Mentors: Dr. Matthias Gobbert; Carlos Barajas

This is a working example of a performance study completed on the 'Taki' HPC cluster at UMBC. It uses a combination of popular Python modules for hyperparameter tuning in parallel. The data and base model configuration is borrowed from the Machine Learning in Python forEnvironmental Science Problems AMS Short Course, provided by David John Gagne from the National Center for Atmospheric Research. The repository for that course can be found at [https://github.com/djgagne/ams-ml-python-course]

Below, are some brief directions to reproduce the results in the technical report. Full results are seen and discussed in Technical_Report.pdf

Workflow

After cloning this directory, first run data_download.py which will download the data into a data direcory.
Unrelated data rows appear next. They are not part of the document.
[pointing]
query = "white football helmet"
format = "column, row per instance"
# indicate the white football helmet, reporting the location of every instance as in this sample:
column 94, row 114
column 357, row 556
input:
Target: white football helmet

Next, run preprocess.py which will preproces the data and augement it to give a balanced dataset. It will create and place .npy files into the data directory for easy access.

Next, you can run either submit_2013.slurm (2013 partition), submit_2018.slurm (2018 partition) or submit_gpu.slurm (2018 GPU nodes) to submit the performance study across the cluster. These scripts call run_2013.py, run_2018.py and run_gpu.py respectively, which is where additional SLURM argumentes are defined, such as the number of nodes and hyperparameters. Specifically, cluster.scale(x) will refer to the number of nodes desired.

Output for the study will be delivered to slurm-2013.out, slurm-2018.out or slurm-gpu.out with error logs being delivered to slurm-xxxx.err. Additionally, each process within each node will prodeuce training output in slurm-jobID.out, though this probably won't be useful.

Data augmentation

RandomOverSampler class from imblearn.over_sampling was used to oversample the minority classes (non-tornadic data) fed into the deep neural network. This is done to achieve an approximate 50/50 class split within the training data; which began as approximately a 95/5 split. The relevant script is dnn.py

For convolutional neural network, the input data are tensor images. We augment the minority classes (non-tornadic images) by duplicating, shuffling, and transforming the images through small angle rotation but keeping the labels unchanged. This can be done in real time while training the model via ImageDataGenerator from Keras or at the preprocessing stage using skimage.transform.rotate before data are feeding into the model. In the code, this can be selected via two parameters 'augmentation' and 'on_the_fly'. For example, if augmentation==True, and on_the_fly==False, this means that the augmented data is generated before training. The working script is cnn.py

Overall, we did not see a significant spike in performance when using transformed data as opposed to resampled data only. However, augmentation is highly specific to the dataset and will have varying benefits dependent on each specfic dataset.